Meditation– the champion of the day
Finally, my morning routine would not live in its revered position without 15 minutes of daily meditation. The scientifically researched benefits are well documented, so I’ll breeze through them quickly before giving you the personal touch. All of the following have been documented by Dr. Sara Lazar, a neuroscientist at Harvard. Four specific parts of the brain have been identified to undergo significant changes in the regular meditator, resulting in improvements in cognitive ability and emotional regulation, self-awareness, empathy and compassion, improved physical functioning and reduction of anxiety, fear and stress. This can all be accomplished in as little as 12 minutes per day.

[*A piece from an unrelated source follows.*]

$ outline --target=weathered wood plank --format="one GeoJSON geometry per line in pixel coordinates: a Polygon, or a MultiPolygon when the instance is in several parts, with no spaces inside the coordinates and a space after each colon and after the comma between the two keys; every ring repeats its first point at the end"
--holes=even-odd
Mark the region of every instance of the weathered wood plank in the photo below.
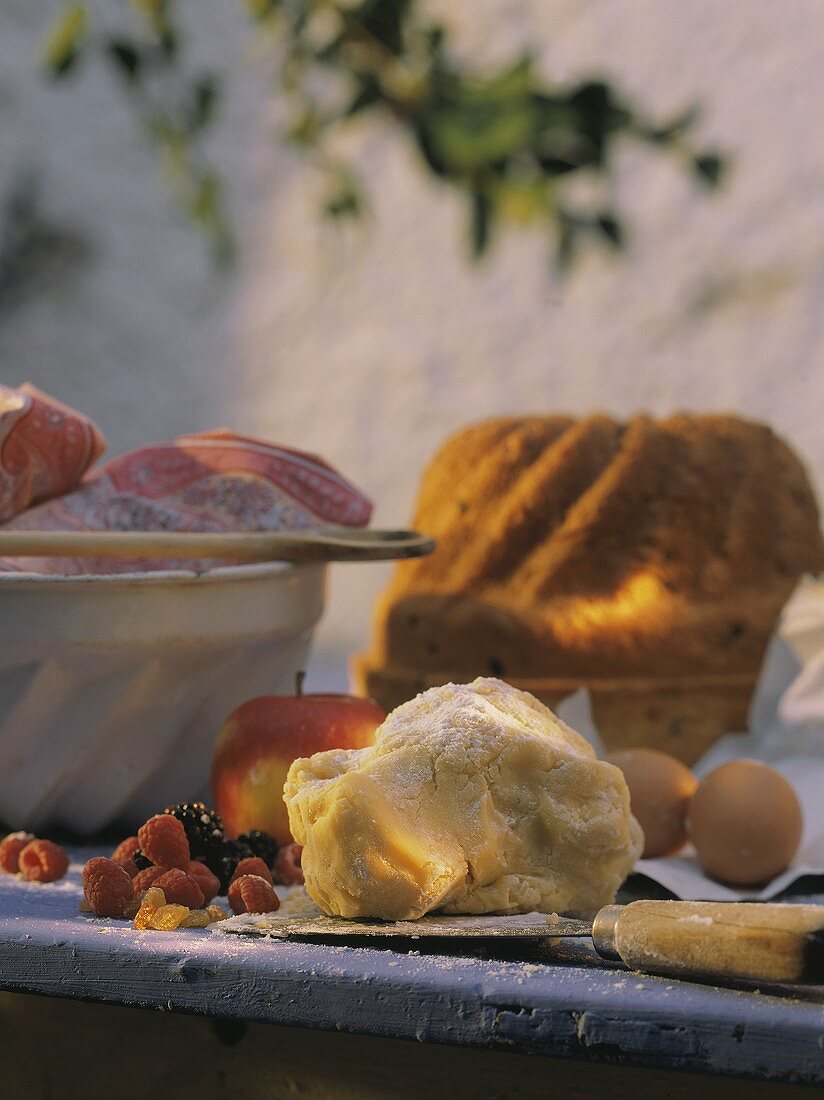
{"type": "MultiPolygon", "coordinates": [[[[0,993],[0,1095],[26,1100],[798,1100],[795,1085],[0,993]],[[43,1052],[48,1051],[48,1057],[43,1052]],[[71,1090],[67,1090],[67,1080],[71,1090]]],[[[806,1090],[804,1090],[806,1091],[806,1090]]],[[[803,1093],[802,1093],[803,1094],[803,1093]]]]}
{"type": "MultiPolygon", "coordinates": [[[[80,853],[78,853],[80,854],[80,853]]],[[[667,981],[568,948],[530,961],[135,932],[53,886],[0,876],[0,987],[248,1022],[824,1084],[808,999],[667,981]]]]}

Here is my personal take on meditation. It absolutely housecleans your brain. It sweeps out repetitive, intrusive, nasty thoughts – good riddance! It helps you sit still and not be reactive. It allows you to pursue goals, but not like an impatient child. By far, meditation’s biggest benefit is placing me in the role of the “observer.” I don’t have to jump up and “act” or “feel”everything that comes my way. Events role by, good and bad, at just the perfect rate as I calmly plan a response, or not!
My 15 minute meditation practice consists of me sitting in a comfy chair, feet on the floor, or sometimes on a bolster on the floor. I start with a loving kindness phrase for my people: May you be safe, may you be healthy, may you live with ease and happiness, may you be free of all pain. (I've recently changed "you" to "the world", in view of so many unsettled global areas.) I circle my head a few times to release tension, and settle back. When the thoughts come, I acknowledge them and start breathing deeply again.
How do I know my brain has changed? The first time I noticed was when I was a passenger in the car and the driver didn’t notice a red light as fast as I did. My heart actually didn’t jump out of my chest in the time he quickly stopped for the light. I related the story to a therapist, because I thought something was really wrong with my affect, not responding to a very dangerous situation. I’ve since learned that meditators gradually lessen the “startle effect,” a very positive outcome for stress reduction. In addition, I’ve noticed other people’s annoying behaviors just get labeled quietly and provoke far fewer reactions or arguments.
Most importantly, I’ve recently lived through the devastation of learning a loved one had a substance abuse problem and the deaths of both of my parents, with grace and serenity. When bad news or challenges come, they are integrated and acted upon with thought and clarity. To be frank, the rest of my morning routine evolved because of the need I had to deal with life’s challenges. A good breakfast, a quality read and some time to think can really change your life!